Holger Siegel: In dem Papier kommt die Forderung des Bundesrats zu kurz, dass besonders belastete Strecken für Motorräder an Sonn- und Feiertagen gesperrt werden können, um Lärm zu reduzieren. Diese Positionierung der vier grünen Abgeordneten ist erstaunlich, weil für die Entschließung der Länderkammer ausgerechnet Winfried Hermann, der grüne Verkehrsminister von Baden-Württemberg, maßgeblich verantwortlich war.
Warum ist Ihnen die Forderung nach Fahrverboten so wichtig?
Dadurch ist die Debatte wirklich in Schwung gekommen. Wir wollen das Druckmittel Fahrverbote nicht aufgeben, das wir brauchen, damit die Maschinen leiser werden. Wenn Motorradfahren sozialverträglich ist, sind Streckensperrungen unnötig.
Der 54-Jährige ist Sprecher des Arbeitskreises Motorradlärm beim Bund für Umwelt und Naturschutz Deutschland.
Was muss dafür passieren?
Motorräder müssen künftig die Lärmgrenzwerte immer einhalten, nicht nur in Situationen wie im amtlichen Zulassungstest. Bisher sind sie meist auf der Straße viel lauter als bei der Prüfung. Da sind wir uns mit den grünen Abgeordneten einig.
Was halten Sie von dem Vorschlag der Parlamentarier, dass der Bund Kampagnen etwa mit Ermahnungen auf Schildern unterstützen soll, damit Motorradfahrer nicht so laut beschleunigen?
Das verkennt die Psychologie des Motorradfahrens. Das sage ich als Motorradfahrer. Wer Motorrad fährt, will das Ding auch hören. Das ist einfach so fest in den Köpfen drin, dass die Geräuschemission dazugehört. Es ist naiv zu glauben, man müsse nur lange genug auf die einreden, und dann wird es leiser. Dazu ist das Thema für die Motorradfahrer einfach zu stark emotional aufgeladen. Die Strecken sind doch schon mit Schildern gepflastert. Hinterm Ortsschild wird trotzdem wieder ordentlich Gas gegeben.

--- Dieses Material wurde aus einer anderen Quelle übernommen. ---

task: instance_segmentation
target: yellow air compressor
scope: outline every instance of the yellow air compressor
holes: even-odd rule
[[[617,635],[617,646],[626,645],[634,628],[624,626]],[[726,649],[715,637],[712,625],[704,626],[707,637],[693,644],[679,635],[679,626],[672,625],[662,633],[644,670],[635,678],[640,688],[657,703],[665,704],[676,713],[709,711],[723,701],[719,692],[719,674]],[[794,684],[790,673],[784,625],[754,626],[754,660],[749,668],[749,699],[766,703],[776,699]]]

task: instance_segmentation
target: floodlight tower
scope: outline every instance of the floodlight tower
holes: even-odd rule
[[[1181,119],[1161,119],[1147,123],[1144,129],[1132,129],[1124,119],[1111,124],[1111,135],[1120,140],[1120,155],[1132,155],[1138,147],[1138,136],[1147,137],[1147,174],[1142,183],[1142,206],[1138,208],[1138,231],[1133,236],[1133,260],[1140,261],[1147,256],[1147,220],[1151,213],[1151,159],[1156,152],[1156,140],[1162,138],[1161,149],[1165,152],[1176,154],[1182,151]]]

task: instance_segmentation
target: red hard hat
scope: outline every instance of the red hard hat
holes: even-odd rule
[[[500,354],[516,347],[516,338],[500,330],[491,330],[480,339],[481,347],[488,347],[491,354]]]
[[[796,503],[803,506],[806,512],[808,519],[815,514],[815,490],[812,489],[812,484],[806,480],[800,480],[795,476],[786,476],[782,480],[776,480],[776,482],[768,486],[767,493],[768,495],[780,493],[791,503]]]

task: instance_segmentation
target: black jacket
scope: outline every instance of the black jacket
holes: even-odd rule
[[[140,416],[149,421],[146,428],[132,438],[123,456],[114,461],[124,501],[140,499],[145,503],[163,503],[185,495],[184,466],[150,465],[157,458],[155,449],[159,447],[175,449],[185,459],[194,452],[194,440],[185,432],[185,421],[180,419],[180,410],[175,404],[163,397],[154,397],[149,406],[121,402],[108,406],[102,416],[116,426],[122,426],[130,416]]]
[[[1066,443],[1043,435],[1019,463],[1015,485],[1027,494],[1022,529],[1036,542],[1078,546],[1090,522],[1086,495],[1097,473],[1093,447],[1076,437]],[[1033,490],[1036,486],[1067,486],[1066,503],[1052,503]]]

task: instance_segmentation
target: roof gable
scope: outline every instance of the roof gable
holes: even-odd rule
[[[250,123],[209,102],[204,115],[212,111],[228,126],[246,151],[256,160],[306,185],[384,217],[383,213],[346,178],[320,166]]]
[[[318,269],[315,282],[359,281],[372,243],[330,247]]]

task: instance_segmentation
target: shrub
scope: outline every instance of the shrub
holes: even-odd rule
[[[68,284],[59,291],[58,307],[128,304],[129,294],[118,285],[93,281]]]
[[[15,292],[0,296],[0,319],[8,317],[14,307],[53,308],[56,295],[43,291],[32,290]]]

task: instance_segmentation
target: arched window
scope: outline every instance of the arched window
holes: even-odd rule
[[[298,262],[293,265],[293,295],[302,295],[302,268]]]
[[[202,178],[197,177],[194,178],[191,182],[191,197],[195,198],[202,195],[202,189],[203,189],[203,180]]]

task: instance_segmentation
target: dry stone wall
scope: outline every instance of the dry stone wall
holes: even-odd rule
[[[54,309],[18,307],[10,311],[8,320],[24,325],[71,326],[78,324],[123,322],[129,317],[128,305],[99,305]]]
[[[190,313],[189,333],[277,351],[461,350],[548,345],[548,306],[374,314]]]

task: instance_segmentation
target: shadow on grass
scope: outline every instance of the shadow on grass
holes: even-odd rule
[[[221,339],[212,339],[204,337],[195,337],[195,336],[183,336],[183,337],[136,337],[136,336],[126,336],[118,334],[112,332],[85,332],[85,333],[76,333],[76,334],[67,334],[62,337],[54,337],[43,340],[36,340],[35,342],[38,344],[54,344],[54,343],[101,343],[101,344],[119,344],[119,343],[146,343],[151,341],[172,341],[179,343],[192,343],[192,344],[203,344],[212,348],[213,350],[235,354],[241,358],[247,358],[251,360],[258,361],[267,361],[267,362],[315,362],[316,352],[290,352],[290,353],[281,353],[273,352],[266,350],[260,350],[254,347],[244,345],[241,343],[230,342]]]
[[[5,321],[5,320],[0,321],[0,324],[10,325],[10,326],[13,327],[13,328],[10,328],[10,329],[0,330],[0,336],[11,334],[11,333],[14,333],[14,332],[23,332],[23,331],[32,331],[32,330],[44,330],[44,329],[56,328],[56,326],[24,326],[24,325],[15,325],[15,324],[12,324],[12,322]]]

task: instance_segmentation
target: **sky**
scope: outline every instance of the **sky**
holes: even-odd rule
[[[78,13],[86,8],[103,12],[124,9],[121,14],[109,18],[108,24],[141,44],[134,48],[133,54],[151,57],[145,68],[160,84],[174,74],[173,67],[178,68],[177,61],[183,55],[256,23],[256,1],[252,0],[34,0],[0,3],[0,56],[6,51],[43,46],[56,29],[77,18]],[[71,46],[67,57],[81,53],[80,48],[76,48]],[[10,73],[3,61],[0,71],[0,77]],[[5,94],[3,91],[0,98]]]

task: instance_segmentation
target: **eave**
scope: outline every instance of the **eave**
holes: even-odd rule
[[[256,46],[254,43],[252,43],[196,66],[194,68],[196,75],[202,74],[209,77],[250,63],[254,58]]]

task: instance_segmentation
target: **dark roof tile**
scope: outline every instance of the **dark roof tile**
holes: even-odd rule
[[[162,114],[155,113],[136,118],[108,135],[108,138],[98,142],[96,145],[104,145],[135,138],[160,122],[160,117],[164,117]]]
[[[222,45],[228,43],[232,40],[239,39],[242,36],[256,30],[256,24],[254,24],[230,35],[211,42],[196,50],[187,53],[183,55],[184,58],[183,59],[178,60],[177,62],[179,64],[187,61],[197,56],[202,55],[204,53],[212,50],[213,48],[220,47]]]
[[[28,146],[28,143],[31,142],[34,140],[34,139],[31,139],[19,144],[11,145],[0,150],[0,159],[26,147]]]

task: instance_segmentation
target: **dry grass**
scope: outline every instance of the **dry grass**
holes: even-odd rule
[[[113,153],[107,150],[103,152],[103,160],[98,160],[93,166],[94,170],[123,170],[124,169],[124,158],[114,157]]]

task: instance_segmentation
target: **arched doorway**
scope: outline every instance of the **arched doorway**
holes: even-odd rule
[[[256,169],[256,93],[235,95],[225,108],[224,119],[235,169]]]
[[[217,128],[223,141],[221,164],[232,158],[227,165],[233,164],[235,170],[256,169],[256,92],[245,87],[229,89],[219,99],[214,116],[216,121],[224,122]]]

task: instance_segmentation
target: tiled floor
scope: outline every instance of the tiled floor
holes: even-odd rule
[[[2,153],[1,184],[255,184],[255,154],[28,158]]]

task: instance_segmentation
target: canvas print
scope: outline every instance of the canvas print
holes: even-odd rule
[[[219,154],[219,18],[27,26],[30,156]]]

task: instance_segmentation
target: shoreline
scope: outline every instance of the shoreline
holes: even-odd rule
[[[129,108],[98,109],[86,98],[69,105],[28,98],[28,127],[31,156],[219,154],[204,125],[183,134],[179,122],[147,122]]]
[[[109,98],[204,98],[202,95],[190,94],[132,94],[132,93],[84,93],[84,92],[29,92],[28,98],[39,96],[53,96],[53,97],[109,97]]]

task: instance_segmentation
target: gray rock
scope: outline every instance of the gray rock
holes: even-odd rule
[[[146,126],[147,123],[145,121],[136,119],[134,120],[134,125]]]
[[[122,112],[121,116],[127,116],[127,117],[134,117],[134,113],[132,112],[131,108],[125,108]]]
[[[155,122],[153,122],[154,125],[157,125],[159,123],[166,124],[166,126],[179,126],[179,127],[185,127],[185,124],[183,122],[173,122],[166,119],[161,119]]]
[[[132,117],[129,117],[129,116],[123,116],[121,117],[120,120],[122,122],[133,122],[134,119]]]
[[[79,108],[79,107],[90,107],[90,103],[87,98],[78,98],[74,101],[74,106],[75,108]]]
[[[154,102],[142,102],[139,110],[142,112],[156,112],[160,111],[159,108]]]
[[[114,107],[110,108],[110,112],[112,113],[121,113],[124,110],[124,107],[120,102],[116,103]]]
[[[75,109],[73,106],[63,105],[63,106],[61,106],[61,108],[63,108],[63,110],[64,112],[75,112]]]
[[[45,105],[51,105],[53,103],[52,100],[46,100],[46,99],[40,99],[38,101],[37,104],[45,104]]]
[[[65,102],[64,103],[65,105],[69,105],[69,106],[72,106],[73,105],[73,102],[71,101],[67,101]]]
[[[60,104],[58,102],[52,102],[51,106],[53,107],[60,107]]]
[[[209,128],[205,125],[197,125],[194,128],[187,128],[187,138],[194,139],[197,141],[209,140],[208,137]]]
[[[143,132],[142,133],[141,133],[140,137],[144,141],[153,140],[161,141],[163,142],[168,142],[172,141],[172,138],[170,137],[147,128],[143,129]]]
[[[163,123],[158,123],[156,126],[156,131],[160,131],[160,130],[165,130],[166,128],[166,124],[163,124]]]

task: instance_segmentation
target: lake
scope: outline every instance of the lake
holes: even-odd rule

Die Grünen betonen, nur eine „laute Minderheit“ verursache die Probleme. Stimmt diese Analyse?
Nein, das ist ein Narrativ der Industrie und der Fahrer, das die Abgeordneten leider übernommen haben. Fast alle neuen schweren Motorräder sind ab Werk legal zu laut. Dann gibt es eine ganz kleine Minderheit, die ihre Maschinen illegal so manipuliert, dass sie noch lauter sind. Und es gibt eine große Minderheit, die ihre Motorräder legal mit extra lauten Auspuffen nachrüsten lässt. Manche große Harley-Händler sagen, dass sie an jeder zweiten neuen Maschine einen Klappenauspuff montieren, der im Zulassungstest leise genug ist, aber im richtigen Leben unerträglich laut. Wir reden nicht von 3 Prozent aller Motorradfahrer, die auffällig belästigend sind, sondern eher von 30 Prozent.
Was finden Sie außer der Reform der Zulassungstests gut an dem Grünen-Papier?
Zum Beispiel auch, dass die Polizei überdurchschnittlich laute Motorradfahrer bestrafen können soll. Oder dass das Problem gelöst werden muss, dass Raser wegen der Vermummung mit Helmen und der vorne fehlenden Nummernschilder nur sehr schwer zu sanktionieren sind. Die Halterkostenhaftung wäre ein Mittel, also dass der Fahrzeughalter die Verwaltungskosten tragen muss, die etwa durch die Ermittlung des Fahrers entstehen.